“A hobby a day keeps the doldrums away.” ~ Phyllis McGinley

My hobbies inspire me to appreciate things as they are.

According to Phyllis hobbies are like apples, which have been lauded for keeping doctors’ and their average 17-minute visits away.  I turned to hobbies as an escape from a darker place – admittedly some people may see the doctor’s office as the darkest of places.  I shared my perspectives on this centuries-old reality in a blog fueled by persistently terribly low colorectal cancer screening rates among African Americans.  Circling back to my dark place, Anne Lamont – an American novelist and non-fiction writer – best describes it.  Remember, I strive to learn anything from anybody even if top Google searches calls her “Jesus-y.”

Listening to the Super Soul Conversation podcast – Jack Kornfield:  Buddhism 101 – while driving back to DC from a work trip to Pittsburgh, Kornfield quoted Anne Lamont to Oprah.  He shared Lamont’s quote, “My mind is like a bad neighborhood, I try not to go there alone.”  It instantly resonated with me.  My ruminating thoughts about previous bad experiences and abundant self-criticism were the “bad neighborhood” I found my psyche navigating every day.  Taking to hobbies I really enjoy – reading, hiking, photography, and traveling – was my version of “I try not to go there alone.” Having frank conversations about my experiences with my supportive spouse Larry also helps as he does with me about his experiences.

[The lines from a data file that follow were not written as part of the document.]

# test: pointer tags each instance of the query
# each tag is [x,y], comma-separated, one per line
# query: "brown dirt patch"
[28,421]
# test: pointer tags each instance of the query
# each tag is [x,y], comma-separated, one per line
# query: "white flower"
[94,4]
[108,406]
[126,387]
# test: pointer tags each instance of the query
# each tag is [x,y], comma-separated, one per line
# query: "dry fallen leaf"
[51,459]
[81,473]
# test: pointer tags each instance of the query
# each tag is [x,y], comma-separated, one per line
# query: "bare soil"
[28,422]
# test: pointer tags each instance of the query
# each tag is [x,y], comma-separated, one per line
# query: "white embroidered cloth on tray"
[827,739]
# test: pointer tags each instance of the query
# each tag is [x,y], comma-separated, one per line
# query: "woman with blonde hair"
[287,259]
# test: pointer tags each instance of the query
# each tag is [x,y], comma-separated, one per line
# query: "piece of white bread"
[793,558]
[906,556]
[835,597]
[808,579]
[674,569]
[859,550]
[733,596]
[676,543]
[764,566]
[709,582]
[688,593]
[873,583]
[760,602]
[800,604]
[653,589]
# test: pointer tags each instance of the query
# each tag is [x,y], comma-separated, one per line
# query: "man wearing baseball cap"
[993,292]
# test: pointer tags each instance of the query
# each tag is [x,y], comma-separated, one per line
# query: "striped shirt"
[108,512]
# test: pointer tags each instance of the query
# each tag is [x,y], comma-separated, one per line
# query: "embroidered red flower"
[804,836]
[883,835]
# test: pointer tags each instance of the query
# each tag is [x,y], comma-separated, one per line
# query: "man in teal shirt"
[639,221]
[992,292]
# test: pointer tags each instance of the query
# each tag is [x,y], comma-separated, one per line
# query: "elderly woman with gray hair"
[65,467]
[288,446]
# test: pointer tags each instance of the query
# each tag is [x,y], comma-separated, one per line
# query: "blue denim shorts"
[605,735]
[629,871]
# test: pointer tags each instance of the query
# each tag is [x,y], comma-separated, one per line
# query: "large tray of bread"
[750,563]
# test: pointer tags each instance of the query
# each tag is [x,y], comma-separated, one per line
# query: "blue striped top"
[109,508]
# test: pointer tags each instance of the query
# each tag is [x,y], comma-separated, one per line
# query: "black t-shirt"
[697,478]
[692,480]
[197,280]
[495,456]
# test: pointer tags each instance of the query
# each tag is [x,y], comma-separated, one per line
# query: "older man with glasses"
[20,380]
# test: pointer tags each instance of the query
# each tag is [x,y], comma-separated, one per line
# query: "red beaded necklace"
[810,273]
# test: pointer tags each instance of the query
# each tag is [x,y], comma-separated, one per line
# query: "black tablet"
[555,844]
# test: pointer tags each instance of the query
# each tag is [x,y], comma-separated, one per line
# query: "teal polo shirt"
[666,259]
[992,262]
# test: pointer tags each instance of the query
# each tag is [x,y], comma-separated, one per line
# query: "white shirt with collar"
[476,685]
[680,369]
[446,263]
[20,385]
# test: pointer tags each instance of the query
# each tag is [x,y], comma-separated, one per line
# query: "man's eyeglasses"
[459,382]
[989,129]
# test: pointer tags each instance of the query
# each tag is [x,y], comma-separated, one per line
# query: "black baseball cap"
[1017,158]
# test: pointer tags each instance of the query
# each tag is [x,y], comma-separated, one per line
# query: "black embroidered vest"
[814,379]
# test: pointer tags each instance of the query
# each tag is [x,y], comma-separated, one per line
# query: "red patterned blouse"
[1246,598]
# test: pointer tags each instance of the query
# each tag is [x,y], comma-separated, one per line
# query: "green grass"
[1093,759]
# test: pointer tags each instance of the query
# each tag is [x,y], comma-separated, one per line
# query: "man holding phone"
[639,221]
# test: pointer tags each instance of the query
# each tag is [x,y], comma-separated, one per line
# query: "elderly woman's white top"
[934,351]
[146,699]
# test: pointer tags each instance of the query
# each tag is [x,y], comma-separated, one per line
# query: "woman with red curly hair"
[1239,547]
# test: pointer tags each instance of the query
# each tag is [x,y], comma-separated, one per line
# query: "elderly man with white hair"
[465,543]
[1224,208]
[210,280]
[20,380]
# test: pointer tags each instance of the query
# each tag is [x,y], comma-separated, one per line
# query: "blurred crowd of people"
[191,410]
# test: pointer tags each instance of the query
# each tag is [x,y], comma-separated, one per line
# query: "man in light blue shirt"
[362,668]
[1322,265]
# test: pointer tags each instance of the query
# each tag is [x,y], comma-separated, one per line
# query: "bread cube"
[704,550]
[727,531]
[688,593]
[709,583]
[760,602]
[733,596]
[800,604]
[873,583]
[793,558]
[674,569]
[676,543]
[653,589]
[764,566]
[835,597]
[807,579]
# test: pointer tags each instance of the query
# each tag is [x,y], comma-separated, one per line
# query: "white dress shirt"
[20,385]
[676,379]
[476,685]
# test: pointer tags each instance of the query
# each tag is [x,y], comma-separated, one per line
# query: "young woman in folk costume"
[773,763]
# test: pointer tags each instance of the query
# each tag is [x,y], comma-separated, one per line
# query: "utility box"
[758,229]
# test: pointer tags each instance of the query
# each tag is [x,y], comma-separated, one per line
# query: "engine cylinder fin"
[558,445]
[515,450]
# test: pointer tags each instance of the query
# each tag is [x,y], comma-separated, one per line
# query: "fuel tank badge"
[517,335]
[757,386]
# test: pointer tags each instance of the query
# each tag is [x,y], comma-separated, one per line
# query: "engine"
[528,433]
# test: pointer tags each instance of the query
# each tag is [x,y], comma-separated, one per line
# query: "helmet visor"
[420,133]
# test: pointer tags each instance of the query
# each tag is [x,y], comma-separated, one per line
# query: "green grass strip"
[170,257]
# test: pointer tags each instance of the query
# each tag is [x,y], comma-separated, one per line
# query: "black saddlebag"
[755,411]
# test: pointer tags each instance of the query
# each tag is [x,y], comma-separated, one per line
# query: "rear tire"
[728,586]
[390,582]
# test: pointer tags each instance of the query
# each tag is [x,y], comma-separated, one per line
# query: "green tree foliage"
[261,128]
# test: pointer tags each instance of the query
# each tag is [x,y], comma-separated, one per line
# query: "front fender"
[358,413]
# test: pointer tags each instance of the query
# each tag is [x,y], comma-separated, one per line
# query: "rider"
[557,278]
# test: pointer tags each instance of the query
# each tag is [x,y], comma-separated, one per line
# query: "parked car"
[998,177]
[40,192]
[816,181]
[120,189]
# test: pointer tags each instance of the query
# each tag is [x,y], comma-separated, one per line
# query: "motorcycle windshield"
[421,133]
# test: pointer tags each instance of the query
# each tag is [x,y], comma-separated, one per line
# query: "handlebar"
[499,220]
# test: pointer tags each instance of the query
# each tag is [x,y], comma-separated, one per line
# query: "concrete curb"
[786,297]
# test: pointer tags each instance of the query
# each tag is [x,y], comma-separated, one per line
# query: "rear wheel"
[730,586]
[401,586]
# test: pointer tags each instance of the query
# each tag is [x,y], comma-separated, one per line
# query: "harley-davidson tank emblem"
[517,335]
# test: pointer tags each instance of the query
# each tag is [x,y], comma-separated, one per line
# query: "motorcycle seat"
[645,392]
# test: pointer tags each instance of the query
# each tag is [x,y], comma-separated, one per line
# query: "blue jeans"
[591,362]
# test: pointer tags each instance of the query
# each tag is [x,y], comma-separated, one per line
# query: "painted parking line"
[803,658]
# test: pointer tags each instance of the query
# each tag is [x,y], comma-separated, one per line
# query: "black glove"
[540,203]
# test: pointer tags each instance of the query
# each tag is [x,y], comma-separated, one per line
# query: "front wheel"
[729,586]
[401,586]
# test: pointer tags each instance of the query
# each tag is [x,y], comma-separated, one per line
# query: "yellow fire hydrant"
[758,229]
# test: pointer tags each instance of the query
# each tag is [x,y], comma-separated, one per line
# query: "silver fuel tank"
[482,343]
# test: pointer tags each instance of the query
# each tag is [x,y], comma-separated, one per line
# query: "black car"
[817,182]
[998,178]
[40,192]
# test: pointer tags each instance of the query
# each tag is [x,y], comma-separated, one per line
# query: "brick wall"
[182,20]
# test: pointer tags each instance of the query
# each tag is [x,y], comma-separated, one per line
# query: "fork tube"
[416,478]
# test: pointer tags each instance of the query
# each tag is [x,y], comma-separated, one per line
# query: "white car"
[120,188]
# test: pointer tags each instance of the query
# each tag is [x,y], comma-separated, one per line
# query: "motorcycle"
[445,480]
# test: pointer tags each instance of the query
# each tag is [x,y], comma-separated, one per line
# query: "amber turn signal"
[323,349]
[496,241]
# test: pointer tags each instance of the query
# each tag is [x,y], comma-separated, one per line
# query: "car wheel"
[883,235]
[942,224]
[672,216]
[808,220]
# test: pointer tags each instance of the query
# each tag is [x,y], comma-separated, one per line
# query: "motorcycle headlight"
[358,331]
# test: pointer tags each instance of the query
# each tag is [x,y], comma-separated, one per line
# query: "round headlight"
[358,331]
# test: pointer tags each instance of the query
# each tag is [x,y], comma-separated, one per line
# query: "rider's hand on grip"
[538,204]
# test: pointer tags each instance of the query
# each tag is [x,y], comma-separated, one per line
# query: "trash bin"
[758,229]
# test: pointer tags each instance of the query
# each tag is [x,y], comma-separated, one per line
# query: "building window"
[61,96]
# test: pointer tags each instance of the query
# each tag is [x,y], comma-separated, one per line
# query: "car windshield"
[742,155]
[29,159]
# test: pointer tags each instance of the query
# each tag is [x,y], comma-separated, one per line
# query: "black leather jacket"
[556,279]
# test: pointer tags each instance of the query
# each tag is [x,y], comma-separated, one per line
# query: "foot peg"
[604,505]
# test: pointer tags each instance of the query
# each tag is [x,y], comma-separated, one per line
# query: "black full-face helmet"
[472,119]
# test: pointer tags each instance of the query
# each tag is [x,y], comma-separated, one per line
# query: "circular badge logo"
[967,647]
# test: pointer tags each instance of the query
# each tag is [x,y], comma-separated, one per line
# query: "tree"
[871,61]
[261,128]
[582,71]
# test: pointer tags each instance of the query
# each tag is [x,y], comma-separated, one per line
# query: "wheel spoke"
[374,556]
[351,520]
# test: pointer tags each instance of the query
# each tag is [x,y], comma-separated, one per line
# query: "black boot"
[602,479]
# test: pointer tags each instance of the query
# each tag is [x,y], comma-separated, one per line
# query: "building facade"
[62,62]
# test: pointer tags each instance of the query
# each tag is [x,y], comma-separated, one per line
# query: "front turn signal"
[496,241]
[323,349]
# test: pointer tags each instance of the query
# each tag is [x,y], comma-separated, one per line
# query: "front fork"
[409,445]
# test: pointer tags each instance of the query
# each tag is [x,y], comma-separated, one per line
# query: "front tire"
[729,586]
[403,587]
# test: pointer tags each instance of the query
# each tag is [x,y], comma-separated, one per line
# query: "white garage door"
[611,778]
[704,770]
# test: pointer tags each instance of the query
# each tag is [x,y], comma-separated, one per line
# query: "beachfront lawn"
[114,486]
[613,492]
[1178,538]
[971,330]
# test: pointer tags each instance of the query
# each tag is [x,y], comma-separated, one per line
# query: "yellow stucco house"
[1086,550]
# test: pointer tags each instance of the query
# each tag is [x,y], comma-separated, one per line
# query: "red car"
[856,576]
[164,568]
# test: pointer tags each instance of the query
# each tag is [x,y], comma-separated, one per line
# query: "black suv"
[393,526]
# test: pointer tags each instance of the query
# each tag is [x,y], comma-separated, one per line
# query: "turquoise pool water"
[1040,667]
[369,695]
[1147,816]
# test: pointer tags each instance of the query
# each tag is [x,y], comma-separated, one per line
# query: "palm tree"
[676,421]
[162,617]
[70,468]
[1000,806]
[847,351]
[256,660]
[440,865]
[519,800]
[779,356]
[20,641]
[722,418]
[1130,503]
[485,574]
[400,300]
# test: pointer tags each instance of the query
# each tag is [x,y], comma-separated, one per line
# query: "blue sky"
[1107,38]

In my early adulthood, I spent the vast majority of my waking hours working as a barista at Starbucks, attending classes at pick-a-university – because transferring to different schools was the only tool I had at the time to outrun the traumas closing in on me – studying as if it were torture, and working out.  I also spent a ridiculous amount of time chasing the gays for acceptance, attention, and love in all the wrong ways in all the wrong places – something they were incapable of giving because of their own traumas. I will talk more about this later. These experiences were different street corners I had to bend in the bad neighborhood of my early adulthood mindset.

Adulting overall can be inspiring, informative, filled with love, and very fulfilling.  It can also be emotionally draining and mentally taxing.  I have experienced both ends of this spectrum.  Hobbies allowed me to lessen the blow of traversing the less than ideal spectrum of adulting.  Constant mental exhaustion and emotional mayhem have been shown by insert curious researcher at academic institution to cause expensive morbidities such as hypertension, heart disease, compromised productivity and fatigue as well as the ultimate curse – early death.

Having “dirt thrown in my face” – a phrase southerners use to describe the very last step in the death process – before it is absolutely necessary is something I have no interest in experiencing.  So, hobbies are one of many productive mechanisms I deployed to wrestle the hardships of everyday life to the ground.  Plus, my favorite hobbies are just fun irrespective of the journey that led me to them.